Dengan keputusan PB Djarum menghentikan sementara audisi beasiswa, masyarakat pun khawatir tidak ada lagi regenerasi atlet bulu tangkis. Anggapan ini tidak salah karena sejauh ini hanya PB Djarum yang menyelenggarakan audisi beasiswa secara nasional dan rutin. Padahal, ada pula klub-klub bulu tangkis yang juga menyediakan program beasiswa meskipun modelnya berbeda dan tidak setenar program PB Djarum.
Meskipun lebih sulit, regenerasi atlet bulu tangkis masih akan berlanjut. Klub-klub bulu tangkis pada dasarnya sama seperti sekolah pembinaan olahraga lainnya, yakni menerima anggota meskipun memang memerlukan biaya dari anggota. Misalnya, di PB Satria, Surabaya, yang menerima murid baru mulai usia enam tahun dengan iuran Rp 150.000 per bulan.
Baca juga: Eksploitasi Anak di Audisi PB Djarum?
Model perekrutan pemain berbakat pun akan kembali mengandalkan para pencari bakat yang hadir di turnamen-turnamen lokal maupun nasional. Masalahnya, peluang pemain muda untuk direkrut dengan model seperti ini tidak sebesar peluang yang diberikan dengan adanya proses audisi terbuka seperti yang dilakukan PB Djarum. Meskipun tidak memiliki biaya untuk masuk ke dalam klub lokal, para talenta muda menjadi pihak yang tertolong dengan adanya program audisi nasional dan terbuka ini.
Bagi Kemenpora dan PBSI, adanya audisi beasiswa oleh pihak swasta merupakan suatu keuntungan tersendiri. Dari sanalah mereka mencari pemain berbakat untuk kemudian dibina secara intensif dalam pelatnas. Skema seperti ini tentu akan menghemat secara biaya dalam pembinaan dan pencarian bibit atlet bulu tangkis.
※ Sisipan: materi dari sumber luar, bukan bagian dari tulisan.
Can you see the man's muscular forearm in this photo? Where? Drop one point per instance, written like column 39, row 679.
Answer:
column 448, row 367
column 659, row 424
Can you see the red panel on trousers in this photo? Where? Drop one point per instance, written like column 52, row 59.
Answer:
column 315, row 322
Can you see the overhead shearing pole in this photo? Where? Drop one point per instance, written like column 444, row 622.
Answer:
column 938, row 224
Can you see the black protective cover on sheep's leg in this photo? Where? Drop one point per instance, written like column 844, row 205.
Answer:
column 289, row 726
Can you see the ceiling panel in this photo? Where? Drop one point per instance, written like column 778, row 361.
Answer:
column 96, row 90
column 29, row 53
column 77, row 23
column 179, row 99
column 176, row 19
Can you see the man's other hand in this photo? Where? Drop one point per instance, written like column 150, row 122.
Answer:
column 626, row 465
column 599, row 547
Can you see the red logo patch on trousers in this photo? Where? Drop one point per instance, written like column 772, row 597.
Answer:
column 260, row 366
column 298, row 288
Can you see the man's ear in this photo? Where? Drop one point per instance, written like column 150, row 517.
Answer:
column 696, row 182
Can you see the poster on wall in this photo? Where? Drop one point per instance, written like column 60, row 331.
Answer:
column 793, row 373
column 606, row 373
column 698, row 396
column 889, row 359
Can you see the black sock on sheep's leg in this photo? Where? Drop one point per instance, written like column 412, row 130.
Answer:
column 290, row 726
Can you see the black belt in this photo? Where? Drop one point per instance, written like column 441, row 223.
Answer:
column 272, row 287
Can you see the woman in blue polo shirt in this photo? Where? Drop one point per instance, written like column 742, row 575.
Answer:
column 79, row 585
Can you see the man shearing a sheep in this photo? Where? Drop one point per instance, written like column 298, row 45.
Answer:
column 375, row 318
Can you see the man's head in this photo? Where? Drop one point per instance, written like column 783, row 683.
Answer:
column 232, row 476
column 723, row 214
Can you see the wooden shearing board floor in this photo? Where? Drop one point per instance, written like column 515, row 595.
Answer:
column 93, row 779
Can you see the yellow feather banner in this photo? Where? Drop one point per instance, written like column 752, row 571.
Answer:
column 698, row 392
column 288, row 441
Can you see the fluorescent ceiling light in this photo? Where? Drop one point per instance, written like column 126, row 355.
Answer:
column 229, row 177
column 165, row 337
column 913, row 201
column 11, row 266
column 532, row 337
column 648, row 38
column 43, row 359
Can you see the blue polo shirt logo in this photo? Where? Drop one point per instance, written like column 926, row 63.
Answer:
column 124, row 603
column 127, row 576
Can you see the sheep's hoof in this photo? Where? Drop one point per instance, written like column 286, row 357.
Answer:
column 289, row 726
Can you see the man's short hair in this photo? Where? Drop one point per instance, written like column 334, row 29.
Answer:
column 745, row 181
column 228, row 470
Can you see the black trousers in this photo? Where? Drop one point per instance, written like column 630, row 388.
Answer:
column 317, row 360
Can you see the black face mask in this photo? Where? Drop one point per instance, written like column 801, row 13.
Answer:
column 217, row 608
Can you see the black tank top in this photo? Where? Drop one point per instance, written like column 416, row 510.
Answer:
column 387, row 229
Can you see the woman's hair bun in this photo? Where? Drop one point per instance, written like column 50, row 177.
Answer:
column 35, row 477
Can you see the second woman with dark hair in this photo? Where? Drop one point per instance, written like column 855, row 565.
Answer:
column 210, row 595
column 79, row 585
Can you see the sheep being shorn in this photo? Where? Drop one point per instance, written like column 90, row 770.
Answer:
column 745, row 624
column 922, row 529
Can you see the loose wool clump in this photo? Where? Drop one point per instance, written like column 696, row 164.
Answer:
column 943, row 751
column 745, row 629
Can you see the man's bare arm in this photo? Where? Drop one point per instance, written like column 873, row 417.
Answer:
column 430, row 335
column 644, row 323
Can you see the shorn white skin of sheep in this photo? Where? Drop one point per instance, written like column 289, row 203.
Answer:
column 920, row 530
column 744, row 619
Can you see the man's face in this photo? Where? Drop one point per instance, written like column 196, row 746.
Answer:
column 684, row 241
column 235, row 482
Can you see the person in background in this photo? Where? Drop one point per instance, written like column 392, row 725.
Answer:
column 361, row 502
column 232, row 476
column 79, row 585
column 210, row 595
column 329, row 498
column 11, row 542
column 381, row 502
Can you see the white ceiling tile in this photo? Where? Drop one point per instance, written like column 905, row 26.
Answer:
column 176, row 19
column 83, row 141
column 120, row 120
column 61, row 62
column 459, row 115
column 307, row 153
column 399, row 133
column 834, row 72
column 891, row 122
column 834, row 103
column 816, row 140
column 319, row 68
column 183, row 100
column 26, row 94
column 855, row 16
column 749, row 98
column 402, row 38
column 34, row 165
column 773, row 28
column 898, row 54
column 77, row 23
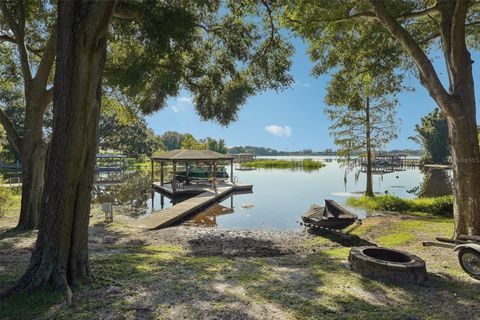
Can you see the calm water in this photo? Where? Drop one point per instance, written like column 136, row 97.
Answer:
column 279, row 196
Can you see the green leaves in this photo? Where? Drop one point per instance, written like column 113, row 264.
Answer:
column 222, row 52
column 432, row 134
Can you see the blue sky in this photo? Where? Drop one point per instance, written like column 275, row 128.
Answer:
column 294, row 119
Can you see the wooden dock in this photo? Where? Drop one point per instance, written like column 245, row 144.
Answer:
column 167, row 217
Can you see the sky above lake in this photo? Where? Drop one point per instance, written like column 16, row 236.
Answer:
column 294, row 119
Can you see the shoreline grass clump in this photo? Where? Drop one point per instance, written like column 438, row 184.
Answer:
column 437, row 206
column 308, row 164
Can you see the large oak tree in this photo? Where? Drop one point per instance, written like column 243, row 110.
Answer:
column 34, row 59
column 212, row 50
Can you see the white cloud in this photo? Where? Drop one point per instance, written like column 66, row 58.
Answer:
column 279, row 131
column 181, row 103
column 302, row 84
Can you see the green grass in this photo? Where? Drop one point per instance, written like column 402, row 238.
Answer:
column 439, row 206
column 396, row 239
column 284, row 164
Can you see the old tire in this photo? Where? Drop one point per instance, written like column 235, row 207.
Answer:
column 387, row 264
column 470, row 262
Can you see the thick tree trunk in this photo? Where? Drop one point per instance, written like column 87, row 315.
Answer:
column 369, row 187
column 458, row 103
column 466, row 171
column 33, row 167
column 60, row 258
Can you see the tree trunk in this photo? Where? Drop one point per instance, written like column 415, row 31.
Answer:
column 466, row 171
column 369, row 188
column 33, row 167
column 60, row 257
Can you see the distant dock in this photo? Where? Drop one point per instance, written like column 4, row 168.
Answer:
column 206, row 197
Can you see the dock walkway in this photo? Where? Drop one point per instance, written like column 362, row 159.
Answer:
column 166, row 217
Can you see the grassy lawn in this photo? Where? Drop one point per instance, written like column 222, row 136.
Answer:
column 161, row 275
column 306, row 164
column 439, row 206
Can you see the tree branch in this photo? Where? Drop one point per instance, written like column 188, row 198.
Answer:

Di sinilah titik lemah kedua lembaga pemerintahan itu. Kendati PBSI memang tidak memiliki anggaran tetap dari pemerintah, seharusnya ada skema pembinaan calon atlet yang dirancang bersama Kemenpora. Namun, seperti yang sudah dinyatakan Menpora Imam Nahrawi, dana tetap menjadi permasalahan.
Dukungan swasta
Dalam laporan Bappenas 2014, olahraga disebut sebagai bagian budaya yang bersifat internasional. Olahraga dilihat sebagai instrumen pembangunan dan memiliki tujuan nasional yang salah satunya ialah untuk kesejahteraan masyarakat. Bahkan, tertulis pula, China dapat menjadi kiblat dalam mengarahkan kebijakan terkait olahraga sebagai instrumen pencapaian visi bangsa.
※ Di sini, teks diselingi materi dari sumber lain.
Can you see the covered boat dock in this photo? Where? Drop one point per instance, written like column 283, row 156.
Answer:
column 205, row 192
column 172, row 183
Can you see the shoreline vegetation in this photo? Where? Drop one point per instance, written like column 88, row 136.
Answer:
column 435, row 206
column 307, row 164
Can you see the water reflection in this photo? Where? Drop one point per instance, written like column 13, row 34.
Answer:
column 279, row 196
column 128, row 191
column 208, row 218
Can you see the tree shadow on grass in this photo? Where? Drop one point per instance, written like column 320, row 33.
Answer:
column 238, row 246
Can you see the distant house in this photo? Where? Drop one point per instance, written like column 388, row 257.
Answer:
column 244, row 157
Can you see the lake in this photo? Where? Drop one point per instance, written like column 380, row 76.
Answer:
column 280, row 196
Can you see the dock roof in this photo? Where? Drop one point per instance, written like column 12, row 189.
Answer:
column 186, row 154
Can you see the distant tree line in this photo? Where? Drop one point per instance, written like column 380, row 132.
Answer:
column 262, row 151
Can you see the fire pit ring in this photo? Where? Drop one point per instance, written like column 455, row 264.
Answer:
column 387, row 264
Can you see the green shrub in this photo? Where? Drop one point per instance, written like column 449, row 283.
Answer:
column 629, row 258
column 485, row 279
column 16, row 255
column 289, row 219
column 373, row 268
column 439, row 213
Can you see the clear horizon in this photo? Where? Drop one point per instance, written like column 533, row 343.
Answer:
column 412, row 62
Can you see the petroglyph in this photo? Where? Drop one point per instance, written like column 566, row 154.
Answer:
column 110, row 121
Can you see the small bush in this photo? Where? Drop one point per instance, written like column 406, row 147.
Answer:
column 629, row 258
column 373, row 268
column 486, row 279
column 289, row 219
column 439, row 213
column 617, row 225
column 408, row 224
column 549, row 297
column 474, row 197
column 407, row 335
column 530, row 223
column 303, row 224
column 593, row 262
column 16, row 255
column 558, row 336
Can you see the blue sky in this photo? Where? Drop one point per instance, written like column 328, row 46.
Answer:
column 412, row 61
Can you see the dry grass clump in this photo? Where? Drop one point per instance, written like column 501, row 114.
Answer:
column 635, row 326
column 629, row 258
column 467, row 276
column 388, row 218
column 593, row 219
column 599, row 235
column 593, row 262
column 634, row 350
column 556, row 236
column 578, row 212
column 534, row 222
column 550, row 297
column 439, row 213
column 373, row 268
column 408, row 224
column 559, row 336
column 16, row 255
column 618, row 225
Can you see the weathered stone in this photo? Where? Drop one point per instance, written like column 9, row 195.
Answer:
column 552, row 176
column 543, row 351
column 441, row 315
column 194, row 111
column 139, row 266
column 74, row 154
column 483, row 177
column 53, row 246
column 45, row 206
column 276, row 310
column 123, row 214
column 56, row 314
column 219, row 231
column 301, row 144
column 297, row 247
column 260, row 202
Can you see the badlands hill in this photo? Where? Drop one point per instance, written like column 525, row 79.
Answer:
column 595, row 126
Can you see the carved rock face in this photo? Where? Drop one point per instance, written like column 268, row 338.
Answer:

Masih dalam laporan yang sama, Bapennas mengutip pemikiran Mantan Sekjen PBB Kofi Annan mengenai pembangunan olahraga. Dituliskan, ada empat model pembangunan olahraga, yakni fondasi, partisipasi, performa, dan kesempurnaan (excellence). Setelah fondasi olahraga terbangun, butuh partisipasi dari masyarakat, teknokrat, maupun dunia usaha untuk menopang fondasi yang sudah ada.
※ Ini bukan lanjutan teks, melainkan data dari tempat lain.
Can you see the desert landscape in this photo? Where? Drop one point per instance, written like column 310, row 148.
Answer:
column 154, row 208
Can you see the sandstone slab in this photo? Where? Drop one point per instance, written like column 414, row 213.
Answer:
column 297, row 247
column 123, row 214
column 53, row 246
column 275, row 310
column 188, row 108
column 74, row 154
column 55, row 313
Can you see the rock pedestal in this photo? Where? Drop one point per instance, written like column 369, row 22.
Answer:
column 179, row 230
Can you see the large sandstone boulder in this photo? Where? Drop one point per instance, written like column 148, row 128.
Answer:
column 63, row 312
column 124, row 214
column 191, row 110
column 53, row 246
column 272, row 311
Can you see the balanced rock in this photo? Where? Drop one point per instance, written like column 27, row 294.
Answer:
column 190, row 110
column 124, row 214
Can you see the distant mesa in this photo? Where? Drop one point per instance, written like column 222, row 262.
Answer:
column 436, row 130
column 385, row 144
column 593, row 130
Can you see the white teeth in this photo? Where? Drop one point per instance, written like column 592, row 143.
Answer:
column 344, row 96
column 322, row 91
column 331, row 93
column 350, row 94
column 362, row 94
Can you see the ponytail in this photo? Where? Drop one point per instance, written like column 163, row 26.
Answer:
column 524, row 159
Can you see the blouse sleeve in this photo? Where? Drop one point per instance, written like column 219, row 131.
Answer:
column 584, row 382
Ironisnya, fondasi olahraga Indonesia terkait sarana olahraga masih menyisakan sejarah kelam. Proyek pembangunan Pusat Pembinaan dan Pengembangan Prestasi Olahraga Nasional di Hambalang, Bogor, justru tidak terwujud lantaran tindak korupsi sejumlah pihak. Padahal, pembangunan itu dapat menjadi cikal bakal sekolah olahraga nasional yang dapat melahirkan atlet-atlet harapan bangsa.
Baca juga: Akhir Polemik KPAI dengan PB Djarum?
Di tahap kedua, yakni partisipasi, salah satu yang niscaya ialah peran pihak swasta, terutama dalam dukungan dana dan program-program yang diadakan. Kendati dalam RAPBN 2019 Kemenpora mendapat alokasi dana Rp 1,95 triliun, pembinaan talenta muda sejak dini tetap dirasa sulit karena dana tersebut lebih diutamakan untuk program-program prioritas, seperti persiapan SEA Games atau Olimpiade.
Oleh sebab itu, pemerintah perlu mawas diri bahwa dalam membangun olahraga, partisipasi masyarakat dan pihak swasta masih sangat diperlukan. Di balik tudingan KPAI kepada PB Djarum, titik lemah pemerintah dalam pembinaan dan perekrutan talenta muda justru tersorot kembali. Bukankah keterlibatan pihak swasta juga dapat menjadi bukti nyata kolaborasi antara pemerintah dan masyarakat dalam membangun olahraga bangsa? (LITBANG KOMPAS)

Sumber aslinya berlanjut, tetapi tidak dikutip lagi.